当時、私はTVを見ていて、雨村(篠田三郎)は本当に飛行機事故で死んだのだろうか?、と最後までドキドキしながら見ていました。そして、雨村の行方を必死に捜す妻:久美子(島田陽子)の清楚で美しい、それでいて、芯の強い女性の姿に深い共感を感じました。また、途中から彼女を助ける謎の男:大町(松田優作)と久美子との関係、特に夫に対する疑惑が増して行く中で、大町に心を寄せ始める久美子の心の揺れ動きにも、熱いものを感じました。

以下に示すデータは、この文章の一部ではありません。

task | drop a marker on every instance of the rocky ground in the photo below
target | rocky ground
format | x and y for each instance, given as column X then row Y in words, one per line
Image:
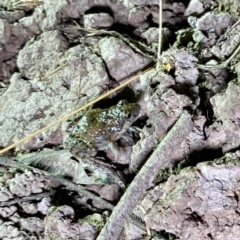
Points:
column 56, row 56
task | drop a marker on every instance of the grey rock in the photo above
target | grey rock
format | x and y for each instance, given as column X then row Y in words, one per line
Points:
column 58, row 223
column 97, row 20
column 120, row 59
column 33, row 224
column 195, row 7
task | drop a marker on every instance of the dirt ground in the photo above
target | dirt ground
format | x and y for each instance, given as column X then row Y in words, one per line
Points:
column 157, row 158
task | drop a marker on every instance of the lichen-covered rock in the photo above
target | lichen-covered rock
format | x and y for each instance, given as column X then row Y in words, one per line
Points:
column 54, row 96
column 199, row 203
column 58, row 224
column 97, row 20
column 209, row 27
column 33, row 224
column 26, row 183
column 6, row 212
column 120, row 59
column 227, row 112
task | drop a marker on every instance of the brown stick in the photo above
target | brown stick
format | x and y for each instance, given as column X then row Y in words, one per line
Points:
column 160, row 159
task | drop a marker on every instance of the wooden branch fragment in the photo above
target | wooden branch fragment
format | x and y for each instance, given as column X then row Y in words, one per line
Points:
column 160, row 159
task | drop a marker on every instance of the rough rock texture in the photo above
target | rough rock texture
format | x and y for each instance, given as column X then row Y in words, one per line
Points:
column 50, row 65
column 199, row 203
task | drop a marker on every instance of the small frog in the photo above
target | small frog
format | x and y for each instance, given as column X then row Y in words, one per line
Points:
column 99, row 129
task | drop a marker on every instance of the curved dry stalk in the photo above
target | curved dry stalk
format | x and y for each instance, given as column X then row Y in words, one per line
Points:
column 75, row 112
column 159, row 34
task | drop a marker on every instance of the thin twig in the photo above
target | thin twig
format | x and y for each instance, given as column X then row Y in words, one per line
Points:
column 28, row 198
column 222, row 65
column 74, row 112
column 159, row 34
column 161, row 158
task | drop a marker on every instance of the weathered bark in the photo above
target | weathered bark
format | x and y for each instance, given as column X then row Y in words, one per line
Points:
column 160, row 159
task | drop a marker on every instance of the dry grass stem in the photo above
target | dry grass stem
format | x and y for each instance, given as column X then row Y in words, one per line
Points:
column 74, row 112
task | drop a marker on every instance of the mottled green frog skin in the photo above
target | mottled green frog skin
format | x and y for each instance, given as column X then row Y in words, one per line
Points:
column 98, row 128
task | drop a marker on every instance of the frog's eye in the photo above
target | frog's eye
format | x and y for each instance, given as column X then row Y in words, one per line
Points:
column 122, row 102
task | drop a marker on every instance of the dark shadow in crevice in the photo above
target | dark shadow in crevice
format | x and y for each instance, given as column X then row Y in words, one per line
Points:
column 100, row 9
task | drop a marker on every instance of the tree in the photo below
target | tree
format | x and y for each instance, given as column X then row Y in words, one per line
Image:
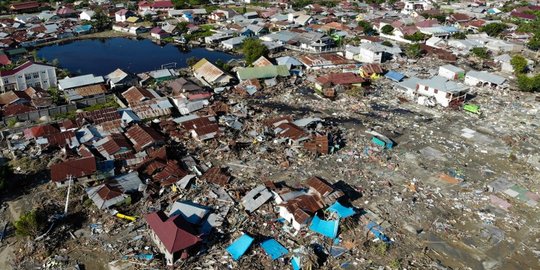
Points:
column 387, row 29
column 191, row 61
column 519, row 63
column 182, row 27
column 252, row 49
column 534, row 42
column 5, row 173
column 368, row 28
column 101, row 21
column 413, row 51
column 459, row 35
column 29, row 224
column 387, row 43
column 480, row 52
column 416, row 37
column 494, row 29
column 528, row 84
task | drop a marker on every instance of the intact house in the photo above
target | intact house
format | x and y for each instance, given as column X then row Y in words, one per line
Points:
column 114, row 191
column 68, row 83
column 370, row 53
column 445, row 92
column 121, row 79
column 451, row 72
column 173, row 235
column 209, row 74
column 28, row 75
column 484, row 78
column 122, row 15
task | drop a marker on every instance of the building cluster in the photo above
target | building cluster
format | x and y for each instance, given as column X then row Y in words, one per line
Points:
column 165, row 145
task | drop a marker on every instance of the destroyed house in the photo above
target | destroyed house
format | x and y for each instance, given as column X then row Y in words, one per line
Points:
column 79, row 169
column 209, row 74
column 134, row 95
column 143, row 137
column 98, row 116
column 114, row 191
column 174, row 236
column 113, row 147
column 169, row 174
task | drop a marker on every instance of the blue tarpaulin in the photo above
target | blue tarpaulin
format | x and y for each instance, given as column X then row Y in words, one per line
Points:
column 327, row 228
column 274, row 248
column 341, row 210
column 377, row 231
column 295, row 261
column 394, row 76
column 240, row 246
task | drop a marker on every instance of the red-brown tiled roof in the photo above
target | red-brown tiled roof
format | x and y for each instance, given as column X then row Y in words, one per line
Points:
column 174, row 232
column 74, row 167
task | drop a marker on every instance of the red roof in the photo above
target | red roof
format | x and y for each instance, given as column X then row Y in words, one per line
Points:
column 525, row 16
column 16, row 70
column 143, row 136
column 4, row 60
column 24, row 6
column 162, row 4
column 174, row 232
column 14, row 109
column 39, row 131
column 74, row 167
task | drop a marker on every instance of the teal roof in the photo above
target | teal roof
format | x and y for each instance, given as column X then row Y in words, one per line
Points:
column 265, row 72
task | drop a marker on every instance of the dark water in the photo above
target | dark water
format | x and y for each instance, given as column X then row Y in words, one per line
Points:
column 102, row 56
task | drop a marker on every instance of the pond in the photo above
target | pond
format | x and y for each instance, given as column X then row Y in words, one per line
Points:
column 102, row 56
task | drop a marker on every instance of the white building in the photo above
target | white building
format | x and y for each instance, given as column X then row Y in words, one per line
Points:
column 86, row 15
column 451, row 72
column 483, row 78
column 442, row 90
column 27, row 75
column 122, row 15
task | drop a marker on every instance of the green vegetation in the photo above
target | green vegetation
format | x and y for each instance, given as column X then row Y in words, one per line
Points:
column 191, row 61
column 416, row 37
column 204, row 31
column 29, row 224
column 480, row 52
column 387, row 43
column 109, row 104
column 459, row 35
column 413, row 51
column 180, row 4
column 519, row 63
column 387, row 29
column 253, row 49
column 529, row 84
column 11, row 122
column 5, row 173
column 494, row 29
column 368, row 28
column 224, row 66
column 101, row 21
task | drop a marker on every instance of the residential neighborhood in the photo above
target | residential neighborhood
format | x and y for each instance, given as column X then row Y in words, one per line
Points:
column 288, row 134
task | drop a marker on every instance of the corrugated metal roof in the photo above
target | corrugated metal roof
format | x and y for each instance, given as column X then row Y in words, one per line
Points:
column 264, row 72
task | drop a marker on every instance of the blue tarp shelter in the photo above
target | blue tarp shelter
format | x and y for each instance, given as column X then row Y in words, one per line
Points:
column 327, row 228
column 376, row 230
column 394, row 76
column 274, row 249
column 240, row 246
column 341, row 210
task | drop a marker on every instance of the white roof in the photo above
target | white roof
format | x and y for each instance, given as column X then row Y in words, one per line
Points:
column 79, row 81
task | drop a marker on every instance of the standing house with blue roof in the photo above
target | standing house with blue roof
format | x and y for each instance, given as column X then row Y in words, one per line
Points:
column 274, row 249
column 341, row 211
column 328, row 228
column 240, row 246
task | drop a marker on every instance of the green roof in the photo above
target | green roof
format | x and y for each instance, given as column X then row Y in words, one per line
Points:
column 265, row 72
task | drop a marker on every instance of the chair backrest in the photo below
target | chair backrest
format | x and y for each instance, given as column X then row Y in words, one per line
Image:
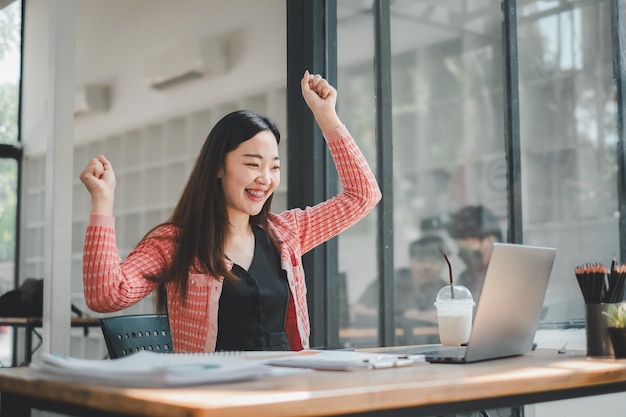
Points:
column 125, row 335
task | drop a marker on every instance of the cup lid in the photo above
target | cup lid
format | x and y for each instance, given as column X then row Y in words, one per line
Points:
column 461, row 293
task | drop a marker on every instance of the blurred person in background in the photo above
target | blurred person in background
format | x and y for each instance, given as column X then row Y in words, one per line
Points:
column 474, row 229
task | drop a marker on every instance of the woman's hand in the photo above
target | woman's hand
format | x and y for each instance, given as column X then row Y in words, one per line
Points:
column 321, row 98
column 99, row 179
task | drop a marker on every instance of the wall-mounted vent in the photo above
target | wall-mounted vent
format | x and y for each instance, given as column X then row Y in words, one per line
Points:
column 92, row 98
column 186, row 62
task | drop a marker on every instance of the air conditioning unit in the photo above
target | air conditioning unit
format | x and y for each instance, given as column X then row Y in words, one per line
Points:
column 188, row 61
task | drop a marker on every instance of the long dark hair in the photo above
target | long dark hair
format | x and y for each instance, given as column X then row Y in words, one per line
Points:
column 200, row 215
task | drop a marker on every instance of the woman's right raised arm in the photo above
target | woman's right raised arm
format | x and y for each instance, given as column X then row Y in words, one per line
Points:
column 99, row 178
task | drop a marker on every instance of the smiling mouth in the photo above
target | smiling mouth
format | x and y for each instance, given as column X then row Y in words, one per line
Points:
column 256, row 194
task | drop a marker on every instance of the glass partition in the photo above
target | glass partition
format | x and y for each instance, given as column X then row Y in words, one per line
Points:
column 450, row 167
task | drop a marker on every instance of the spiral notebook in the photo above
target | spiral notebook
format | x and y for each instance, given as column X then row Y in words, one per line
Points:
column 508, row 310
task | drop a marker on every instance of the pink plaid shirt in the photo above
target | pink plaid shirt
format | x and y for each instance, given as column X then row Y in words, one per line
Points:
column 111, row 285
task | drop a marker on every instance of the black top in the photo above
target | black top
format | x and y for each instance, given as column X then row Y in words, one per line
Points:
column 252, row 311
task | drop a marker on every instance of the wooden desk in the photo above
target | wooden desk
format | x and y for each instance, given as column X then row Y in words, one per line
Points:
column 426, row 390
column 31, row 323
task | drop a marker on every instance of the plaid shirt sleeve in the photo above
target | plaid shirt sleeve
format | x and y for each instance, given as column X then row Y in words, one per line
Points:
column 112, row 285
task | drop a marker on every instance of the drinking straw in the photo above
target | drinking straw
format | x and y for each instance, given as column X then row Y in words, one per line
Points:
column 450, row 271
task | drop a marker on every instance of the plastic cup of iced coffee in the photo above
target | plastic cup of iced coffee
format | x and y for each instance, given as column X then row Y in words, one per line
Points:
column 454, row 315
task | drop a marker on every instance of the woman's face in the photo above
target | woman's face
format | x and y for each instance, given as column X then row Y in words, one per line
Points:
column 250, row 174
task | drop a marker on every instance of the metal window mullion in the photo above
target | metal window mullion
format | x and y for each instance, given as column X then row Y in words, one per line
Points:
column 512, row 146
column 384, row 167
column 618, row 9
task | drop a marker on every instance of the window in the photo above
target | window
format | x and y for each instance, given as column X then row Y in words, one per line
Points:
column 10, row 151
column 449, row 99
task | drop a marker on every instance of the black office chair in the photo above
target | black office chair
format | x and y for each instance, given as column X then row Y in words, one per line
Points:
column 125, row 335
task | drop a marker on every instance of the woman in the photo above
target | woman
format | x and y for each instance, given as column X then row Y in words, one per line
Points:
column 222, row 250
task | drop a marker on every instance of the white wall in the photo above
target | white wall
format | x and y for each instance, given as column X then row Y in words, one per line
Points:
column 114, row 37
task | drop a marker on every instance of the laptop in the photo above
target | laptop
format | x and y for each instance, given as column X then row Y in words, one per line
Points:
column 509, row 308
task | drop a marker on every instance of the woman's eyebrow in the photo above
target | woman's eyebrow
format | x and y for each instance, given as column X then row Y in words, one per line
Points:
column 255, row 155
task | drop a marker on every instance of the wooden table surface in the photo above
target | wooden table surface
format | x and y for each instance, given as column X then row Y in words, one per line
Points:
column 424, row 389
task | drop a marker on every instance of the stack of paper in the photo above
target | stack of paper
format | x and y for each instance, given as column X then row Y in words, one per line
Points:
column 150, row 369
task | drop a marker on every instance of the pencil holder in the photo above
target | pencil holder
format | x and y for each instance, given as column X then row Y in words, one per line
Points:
column 596, row 323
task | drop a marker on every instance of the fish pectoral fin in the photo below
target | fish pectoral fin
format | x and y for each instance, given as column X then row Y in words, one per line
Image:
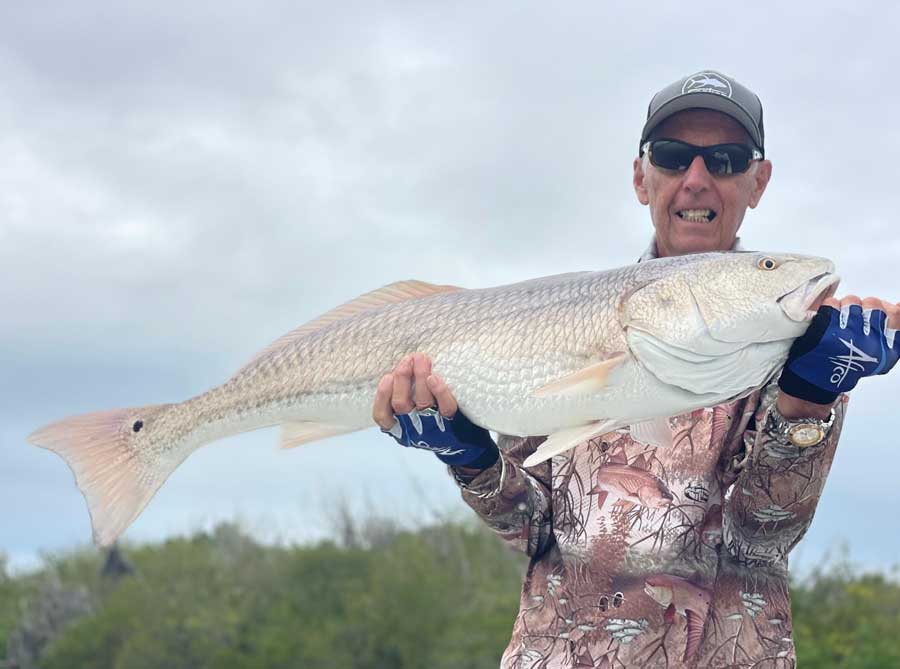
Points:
column 297, row 434
column 590, row 380
column 563, row 440
column 653, row 432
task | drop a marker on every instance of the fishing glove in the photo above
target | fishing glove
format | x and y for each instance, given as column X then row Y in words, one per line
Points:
column 457, row 441
column 838, row 349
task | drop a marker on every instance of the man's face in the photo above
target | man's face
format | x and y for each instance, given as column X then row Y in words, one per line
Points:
column 694, row 211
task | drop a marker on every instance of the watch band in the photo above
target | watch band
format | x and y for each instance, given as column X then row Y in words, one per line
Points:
column 799, row 432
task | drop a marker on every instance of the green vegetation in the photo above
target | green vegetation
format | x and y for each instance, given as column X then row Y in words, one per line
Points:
column 441, row 596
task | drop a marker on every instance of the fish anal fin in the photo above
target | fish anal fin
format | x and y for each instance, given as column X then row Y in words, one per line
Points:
column 695, row 623
column 587, row 381
column 653, row 432
column 299, row 433
column 563, row 440
column 393, row 293
column 669, row 614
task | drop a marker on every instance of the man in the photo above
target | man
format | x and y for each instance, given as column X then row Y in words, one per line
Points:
column 644, row 556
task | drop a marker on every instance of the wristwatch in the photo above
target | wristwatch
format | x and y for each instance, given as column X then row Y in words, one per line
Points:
column 799, row 432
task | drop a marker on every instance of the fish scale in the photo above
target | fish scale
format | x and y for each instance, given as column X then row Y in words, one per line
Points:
column 568, row 356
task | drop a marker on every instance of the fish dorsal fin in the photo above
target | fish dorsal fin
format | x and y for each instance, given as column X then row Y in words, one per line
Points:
column 399, row 291
column 587, row 381
column 618, row 457
column 641, row 463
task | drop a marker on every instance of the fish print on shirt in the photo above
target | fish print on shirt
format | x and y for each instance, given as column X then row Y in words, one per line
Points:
column 644, row 556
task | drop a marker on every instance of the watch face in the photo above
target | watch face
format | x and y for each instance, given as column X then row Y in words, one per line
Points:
column 806, row 435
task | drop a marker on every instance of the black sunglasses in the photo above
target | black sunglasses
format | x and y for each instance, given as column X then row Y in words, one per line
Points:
column 720, row 159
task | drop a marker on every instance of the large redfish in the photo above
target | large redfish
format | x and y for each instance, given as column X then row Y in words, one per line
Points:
column 569, row 356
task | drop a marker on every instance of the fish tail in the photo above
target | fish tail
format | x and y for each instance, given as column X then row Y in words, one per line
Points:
column 115, row 471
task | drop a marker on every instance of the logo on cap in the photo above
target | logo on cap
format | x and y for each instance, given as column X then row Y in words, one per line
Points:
column 707, row 82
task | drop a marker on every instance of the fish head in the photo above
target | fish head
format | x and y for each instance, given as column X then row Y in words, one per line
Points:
column 659, row 590
column 720, row 324
column 760, row 297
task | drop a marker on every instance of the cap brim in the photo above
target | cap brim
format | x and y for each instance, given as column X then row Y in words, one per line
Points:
column 711, row 101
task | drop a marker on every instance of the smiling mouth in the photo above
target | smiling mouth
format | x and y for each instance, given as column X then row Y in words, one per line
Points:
column 696, row 215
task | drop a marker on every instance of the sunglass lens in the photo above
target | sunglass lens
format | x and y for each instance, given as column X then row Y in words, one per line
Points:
column 727, row 159
column 671, row 155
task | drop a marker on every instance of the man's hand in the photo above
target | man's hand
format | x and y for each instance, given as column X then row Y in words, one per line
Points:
column 847, row 340
column 418, row 410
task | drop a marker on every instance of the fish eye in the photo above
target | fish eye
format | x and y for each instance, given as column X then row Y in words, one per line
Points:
column 767, row 263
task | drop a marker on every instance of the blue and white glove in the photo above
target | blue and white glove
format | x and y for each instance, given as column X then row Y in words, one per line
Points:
column 457, row 441
column 838, row 349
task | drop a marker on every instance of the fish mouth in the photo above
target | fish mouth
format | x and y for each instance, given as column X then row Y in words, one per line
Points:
column 802, row 303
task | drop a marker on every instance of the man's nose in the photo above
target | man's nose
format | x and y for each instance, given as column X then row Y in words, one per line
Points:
column 697, row 177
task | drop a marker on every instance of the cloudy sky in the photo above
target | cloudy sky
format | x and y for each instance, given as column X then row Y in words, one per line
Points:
column 180, row 184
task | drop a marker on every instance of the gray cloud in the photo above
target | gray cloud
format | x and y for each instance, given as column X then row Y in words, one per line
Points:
column 181, row 185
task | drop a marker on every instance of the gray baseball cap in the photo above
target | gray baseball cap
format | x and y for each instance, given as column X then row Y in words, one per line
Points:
column 708, row 89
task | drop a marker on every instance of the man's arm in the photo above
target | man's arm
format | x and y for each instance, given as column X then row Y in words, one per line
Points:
column 772, row 502
column 514, row 502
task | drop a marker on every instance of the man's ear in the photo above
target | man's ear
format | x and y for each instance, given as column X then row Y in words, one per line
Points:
column 760, row 181
column 638, row 182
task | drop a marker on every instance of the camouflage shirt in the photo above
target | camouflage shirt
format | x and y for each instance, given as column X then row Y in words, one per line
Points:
column 643, row 556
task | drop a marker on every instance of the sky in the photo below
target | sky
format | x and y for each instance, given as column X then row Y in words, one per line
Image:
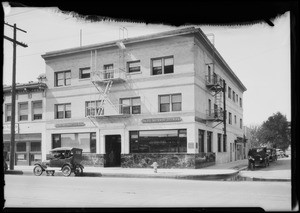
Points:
column 257, row 53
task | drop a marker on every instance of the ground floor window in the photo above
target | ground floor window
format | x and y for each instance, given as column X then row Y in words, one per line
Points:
column 209, row 141
column 158, row 141
column 85, row 141
column 201, row 140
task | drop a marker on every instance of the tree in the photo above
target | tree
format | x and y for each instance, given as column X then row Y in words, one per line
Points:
column 275, row 131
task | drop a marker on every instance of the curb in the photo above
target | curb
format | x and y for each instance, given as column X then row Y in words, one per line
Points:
column 128, row 175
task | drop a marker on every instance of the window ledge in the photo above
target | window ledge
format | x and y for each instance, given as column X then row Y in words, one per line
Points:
column 84, row 79
column 134, row 73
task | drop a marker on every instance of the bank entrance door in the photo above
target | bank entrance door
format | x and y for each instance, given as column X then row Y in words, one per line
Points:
column 113, row 150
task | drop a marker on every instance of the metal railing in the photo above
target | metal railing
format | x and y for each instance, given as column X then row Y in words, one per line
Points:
column 214, row 79
column 214, row 114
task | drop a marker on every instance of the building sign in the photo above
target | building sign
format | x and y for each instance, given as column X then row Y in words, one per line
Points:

最終回、すべての謎が分かったとき、この社会の中だけでなく、真実の愛を求めながらも、それを得ることのできない人間の罪深さ、人間の心の中にある「腐蝕の構造」の根深さについても考えさせられました。そういう意味で、本作品は社会派ミステリーでありながらも、人間の心、特に男女の心のひだを深く考えさせる傑作だと思います。
さらにこの作品のテーマ・ソングは、小椋佳さんの『心のひだ』ですが、まさに、この作品にピッタリの良い曲ですね。わたしの中では、小椋佳さんの『心のひだ』と『腐蝕の構造』は切り離すことができないぐらい強く結びついています。また、本作品のキャストも最高です。皆さん、個性溢れるすばらしい演技をなさっています。特に島田陽子さんと梶芽衣子さんの美しい女性同士の対決も見ものです。島田陽子さんは、本作の主人公ですが、わたし自身は、清楚で美しい彼女の魅力がとてもよく出ていると感じました。全七話の長編作ですが、最後まで見るものを飽きさせない作品だと思います。